Rockefeller

Software

Laboratory of Theoretical Condensed Matter Physics

Siggia Lab
Publications
Projects
Software
Lab Members



Photobleach Recovery

Purpose:
This program was written to simulate diffusion in a two dimensional isotropic but inhomogeneous media. It is has been productively used to follow photobleach recovery in whole cells for both soluble and membrane confined fluorescent markers. Soluble markers can be inhomogeneous because they are excluded from the nucleus or the cell is variable thickness and is being viewed in projection. For endoplasmic reticulum markers the inhomogeneity is obvious in the image. The code assumes a continuous media, so is only appropriate if bleaching on scale much larger than the spacing of the ER tubules
Coding:
Done in C, rather unprofessionally, with a clutzy interface to read the tiff images from the microscope
References:
method
Availability:
Rockefeller does a free academic license (material transfer agreement in legal parlance), do email EDS. Source code provided.

Dictionaries for Genomes

Purpose:
The program 'MobyDick' was developed to find find over represented words (strings with a few degenerate base symbols) in samples from 10's of kb to several mb in length. Its a maximum likelihood method, and assumes that the data is generated by picking words at random from a dictionary with their frequencies which are the fit parameters. Words are added with increasing length when the current model under predicts their frequency in the data. Shorter words may disappear as a result. Empirically, the final solution is unique or nearly so. Convergence is improved when long exact repeats are removed with the REPuter program. A nice illustration of how words are built up from syllables is provided by the recovery of an English dictionary from the novel Mobydick reduced to a long string of [a-z].

The authors have experimented with converging entire weight matrices with this algorithm and then multiple minima are a fatal problem. The algorithm is completely hopeless for modeling sequence where the information is the absence of a few words in otherwise random sequence. A plausible extension would be to segment

Coding:
Intelligently done in generic C with various Perl scripts to tie things together. The script for generating RegEx words is greedy and a bit klutzy.
References:
method , application .
Availability:
Email EDS and get a tar ball with source. Or try Hao Li's web site here .

Ahab and Stubb

Purpose:
These are two descendants of MobyDick, (we skipped Starbuck on the crew list to not confuse the coffee drinkers). Both programs fit a set of predefined weight matrices to data. We do not use Ahab any more because of some coding infelicities and expanded functionality in Stubb, which handles multiple species with an evolution model that we have used in our PhyloGibbs code, and also fits and scores positional correlations between motifs.
References:
Basic algorithm for Ahab and, Stubb , and applications to fly, one or two species
Availability:
Email EDS for a tar ball with Ahab, for Stubb source code, contact S. Sinha . There is also a stubb web site , (which does not implement the motif correlation feature however). There is also useful graphical depiction of binding sites within a module called 'windowfit' at this web site. For genome wide runs, you have to run the program locally.

Clustering motifs

Purpose:
Assume you have found a few thousand 'mini-weight matrices" by running some motif finder on orthologous sequences from a collection of genomes. How many different motifs are represented and how does one find the composite weight matrices?

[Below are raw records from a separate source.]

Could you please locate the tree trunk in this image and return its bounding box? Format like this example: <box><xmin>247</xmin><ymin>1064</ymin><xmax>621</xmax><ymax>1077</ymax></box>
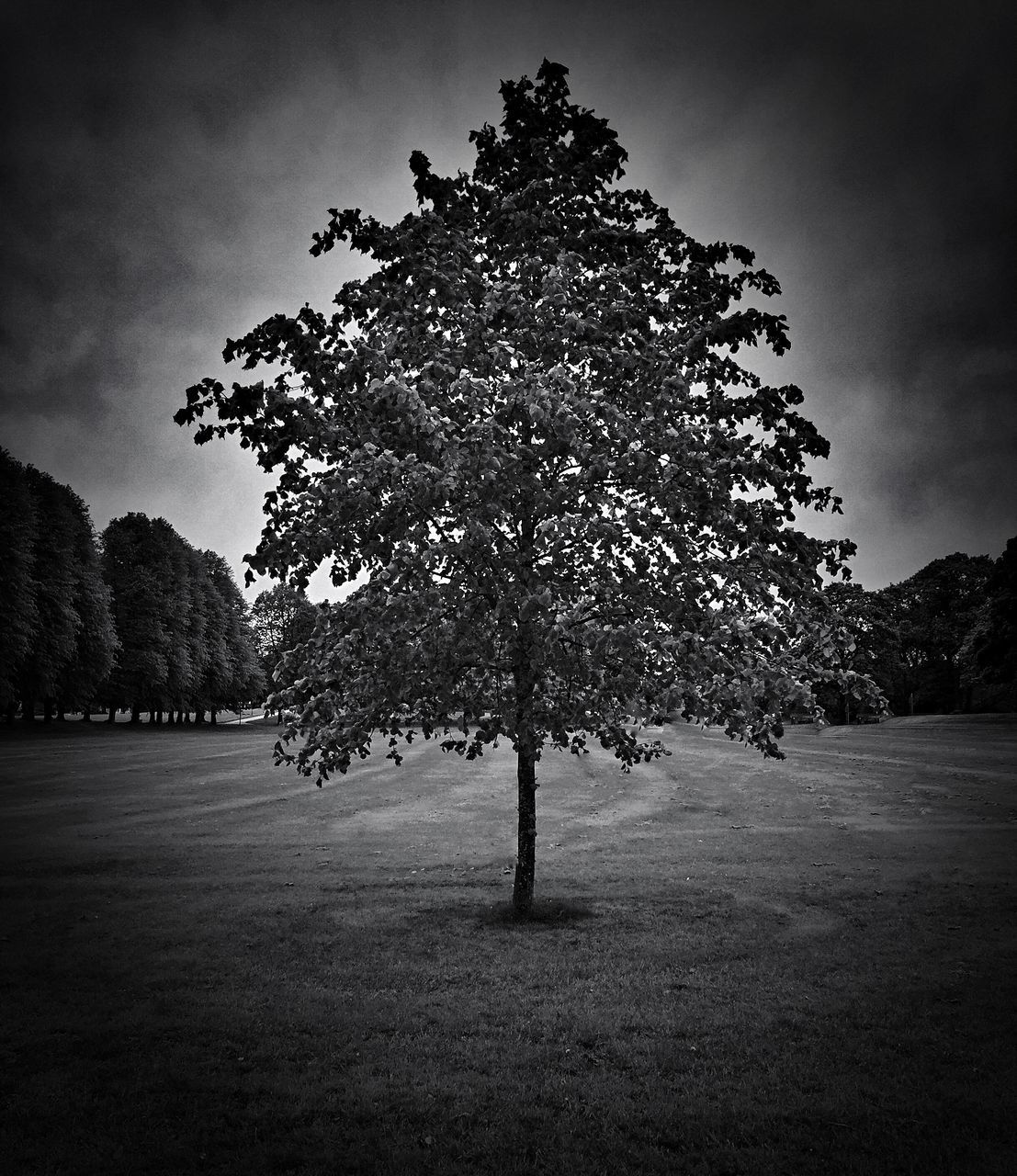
<box><xmin>513</xmin><ymin>735</ymin><xmax>537</xmax><ymax>919</ymax></box>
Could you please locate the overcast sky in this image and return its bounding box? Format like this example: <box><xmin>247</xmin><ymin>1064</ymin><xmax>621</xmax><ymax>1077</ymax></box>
<box><xmin>0</xmin><ymin>0</ymin><xmax>1017</xmax><ymax>595</ymax></box>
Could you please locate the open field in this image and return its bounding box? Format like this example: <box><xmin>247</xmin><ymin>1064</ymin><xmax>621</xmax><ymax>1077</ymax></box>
<box><xmin>0</xmin><ymin>717</ymin><xmax>1017</xmax><ymax>1176</ymax></box>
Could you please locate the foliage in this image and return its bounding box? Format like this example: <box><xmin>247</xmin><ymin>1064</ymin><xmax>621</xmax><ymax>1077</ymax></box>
<box><xmin>176</xmin><ymin>62</ymin><xmax>875</xmax><ymax>908</ymax></box>
<box><xmin>816</xmin><ymin>582</ymin><xmax>900</xmax><ymax>723</ymax></box>
<box><xmin>102</xmin><ymin>513</ymin><xmax>264</xmax><ymax>710</ymax></box>
<box><xmin>958</xmin><ymin>537</ymin><xmax>1017</xmax><ymax>702</ymax></box>
<box><xmin>0</xmin><ymin>448</ymin><xmax>39</xmax><ymax>710</ymax></box>
<box><xmin>879</xmin><ymin>551</ymin><xmax>992</xmax><ymax>713</ymax></box>
<box><xmin>251</xmin><ymin>584</ymin><xmax>318</xmax><ymax>684</ymax></box>
<box><xmin>0</xmin><ymin>450</ymin><xmax>117</xmax><ymax>718</ymax></box>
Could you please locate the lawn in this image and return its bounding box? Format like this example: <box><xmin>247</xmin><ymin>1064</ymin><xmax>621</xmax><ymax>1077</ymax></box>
<box><xmin>0</xmin><ymin>718</ymin><xmax>1017</xmax><ymax>1176</ymax></box>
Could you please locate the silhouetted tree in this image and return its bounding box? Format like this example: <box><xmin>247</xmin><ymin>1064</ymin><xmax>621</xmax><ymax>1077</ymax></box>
<box><xmin>176</xmin><ymin>62</ymin><xmax>875</xmax><ymax>914</ymax></box>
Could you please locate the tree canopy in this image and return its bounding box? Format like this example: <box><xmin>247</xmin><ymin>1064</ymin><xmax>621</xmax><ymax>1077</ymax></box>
<box><xmin>0</xmin><ymin>449</ymin><xmax>117</xmax><ymax>718</ymax></box>
<box><xmin>176</xmin><ymin>62</ymin><xmax>866</xmax><ymax>911</ymax></box>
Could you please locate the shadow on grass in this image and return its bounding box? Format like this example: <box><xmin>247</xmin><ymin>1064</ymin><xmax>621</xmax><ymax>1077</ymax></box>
<box><xmin>480</xmin><ymin>899</ymin><xmax>596</xmax><ymax>927</ymax></box>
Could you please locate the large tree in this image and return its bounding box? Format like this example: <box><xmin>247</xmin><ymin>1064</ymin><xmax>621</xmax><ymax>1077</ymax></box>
<box><xmin>176</xmin><ymin>62</ymin><xmax>875</xmax><ymax>914</ymax></box>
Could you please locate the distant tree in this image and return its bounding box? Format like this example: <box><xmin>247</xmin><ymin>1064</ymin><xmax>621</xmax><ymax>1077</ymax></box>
<box><xmin>251</xmin><ymin>584</ymin><xmax>318</xmax><ymax>689</ymax></box>
<box><xmin>202</xmin><ymin>551</ymin><xmax>266</xmax><ymax>722</ymax></box>
<box><xmin>176</xmin><ymin>62</ymin><xmax>875</xmax><ymax>915</ymax></box>
<box><xmin>0</xmin><ymin>448</ymin><xmax>39</xmax><ymax>721</ymax></box>
<box><xmin>816</xmin><ymin>582</ymin><xmax>900</xmax><ymax>723</ymax></box>
<box><xmin>879</xmin><ymin>551</ymin><xmax>992</xmax><ymax>714</ymax></box>
<box><xmin>958</xmin><ymin>537</ymin><xmax>1017</xmax><ymax>706</ymax></box>
<box><xmin>56</xmin><ymin>515</ymin><xmax>118</xmax><ymax>718</ymax></box>
<box><xmin>102</xmin><ymin>512</ymin><xmax>172</xmax><ymax>723</ymax></box>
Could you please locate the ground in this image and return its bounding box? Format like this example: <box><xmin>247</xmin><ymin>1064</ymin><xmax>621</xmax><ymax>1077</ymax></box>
<box><xmin>0</xmin><ymin>717</ymin><xmax>1017</xmax><ymax>1176</ymax></box>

Clustering is accomplished by sampling the distribution of all possible ways of generating the mini-weight matrices by sampling an unknown number of unknown weight matrices. There is no need for ad hoc similarity scores we implement a Bayesian model for hypothesis that the data derives by sampling independent weight matrices. In the authors humble opinion there are no competitors for this task. A weakness is that motifs of substantially different widths are not treated.
References:
The original application to E.coli .
Availability:
Contact van Nimwegen for the PROSCE code. It was professionally coded in C, C++.

Motif finding in related species

Purpose:
We have implemented a Gibbs sampler that uses the Stubb model for motif evolution. It will correctly weight data when several species are close and others more removed, from the common ancestor. It will also realistically assess the significance of the motifs thus found. It has been described by some early users as a 'tank' it crushes most applications, but with some startup costs, and its not fast, (but a lot quicker than an experiment!). The same evolution model, but searching with maximum likelihood is available in the PhyME code. The code allows the use of prior information about the motif, such as would be obtained from a structural model.
References:
With application to the yeast ChIP-chip data .
Availability:
Contact the primary authors, Erik van Nimwegen or Rahul Siddharthan . There should we a web interface available.

Protein structure and DNA binding specificity

Purpose:
A web site to automate the task of finding the closest known co-crystal structure for an arbitrary transcription factor and determine its binding specificity according to our contact model. Coming soon (8/06).
Reference:
The origional paper and others in preparation.